The second narrative surrounded Roma and, by extension, Netflix. For years, the content streamer-cum-content creator has struggled to gain purchase within the exclusionary sector of the industry that is deeply invested in awards and prestige. Although they made some headway in shorts and documentaries, proper respect from the awards circuit eluded them until this year, when they backed a movie so unquestionably excellent that even the oldest of the old guard couldn’t deny its brilliance. Splitting the difference between their heretofore hard stance against traditional theatrical distribution and the industry’s insistence on exactly that , they bulldozed their way into Hollywood’s inner sanctum with Alfonso Cuaron’s intimate childhood retrospective. And, like Marvel with Black Panther, Netflix now finds themselves with their much-sought-after acceptance within the industry, same as any major studio sitting in that room.
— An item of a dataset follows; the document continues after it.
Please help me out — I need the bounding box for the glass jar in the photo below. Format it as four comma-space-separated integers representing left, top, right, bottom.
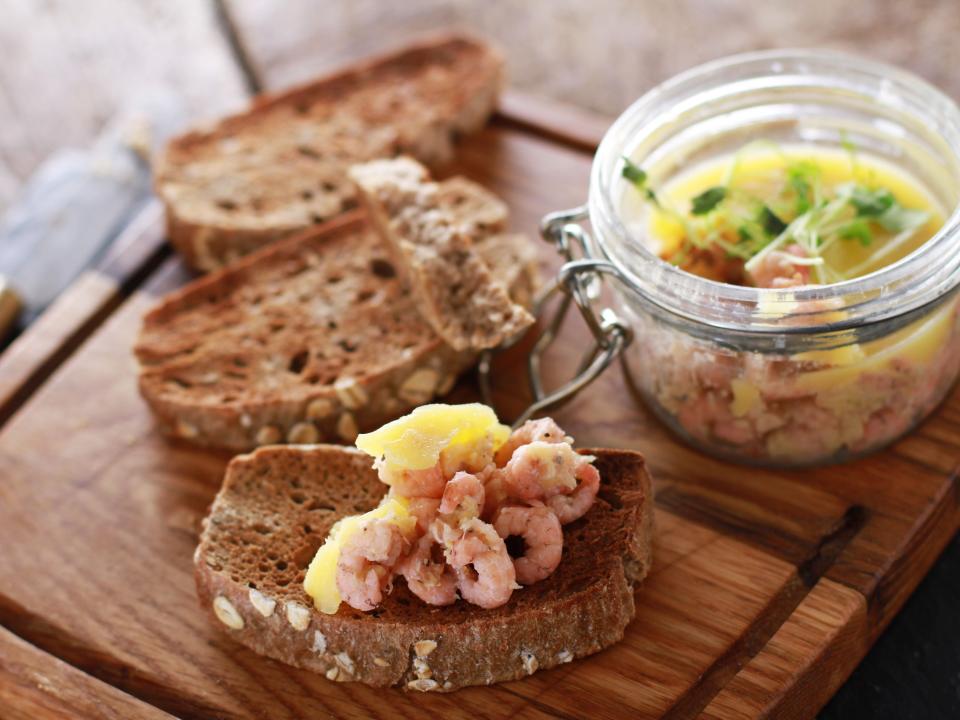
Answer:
544, 51, 960, 467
And yet, despite all of these leaps and bounds in the right direction, the final say went to the safe, historically Oscar-worthy and woefully out-of-touch race-drama Green Book (2018). A deeply mediocre movie in its own right — and that’s before you parse through its controversial awards circuit marketing, its multiple scenes of a White guy showing the “not as Black as him” supporting character how to eat fried chicken and its saccharine prosletyzing about how we “solved” racism way back in the 1960s (spoiler alert: we didn’t) — the movie should never have been nominated for Best Picture, let alone won it. In fact, it was one of the night’s biggest winners, going by the numbers, with wins for Picture, Best Original Screenplay (for the racist, MAGA-headed son of the film’s ostensible lead) and Supporting Actor (the one category that it actually deserved).
Pair that, then, with Bohemian Rhapsody (2018), an equally inferior and utterly flaccid rock-and-roll biopic about Queen frontman Freddy Mercury (although, in truth, an awkward pat-on-the-back for the surviving members of Queen, who had dictatorial control over the script in exchange for the right to use their music in the soundtrack). Side by side, both are, at least in theory, about real-life men of color trying to succeed despite the pressures of fame, family and racial division, although both are functionally more akin to the mercifully out-of-fashioned Magical Negro movies of yore, where their colorful leading men in truth only exist in service to their white costars: thus why Viggo Mortenson is actually Green Book‘s lead and why Bohemian Rhapsody bends over backwards to toast the rest of Queen despite what little sense it actually makes to do so.
What we are witnessing is a Hollywood in transit: one that is absolutely on its way, but isn’t quite ready to ‘let the old ways die’ just yet. These white-centered race films are their attempts at compromising. They acknowledge actual persons of color’s contribution to the arts and champion their stories, but do so in a pat way that’ll play to old white men. The Academy — or at least part of it — doesn’t want another Moonlight (2016). They don’t want something as radical as, say, Black Panther, BlacKkKlansman (2018) or, God forbid, Get Out (2017) anywhere near the Best Picture race, but at the same time no longer have the means to keep it out entirely. So instead they pass it over for tamer, more acceptable fare that features their “acceptable” version of minority “leads.”
Don’t get me wrong, terrible as they are, Green Book and Bohemian Rhapsody have their place in popular culture. For as much as I would have preferred Get Out to take last year’s top prize, The Shape of Water (2017) genuinely was one of the better Best Picture winners… well… ever. And all this will fade with time, as the Academy’s demographics continue to shift, as these outsider movies become better accepted within the awards segment of the industry and as the culture surrounding it changes. Until then, expect more “both sides” race dramas to go up for, and probably even win, major movie awards, emblematic of the last dying gasp of the outgoing old guard of Hollywood.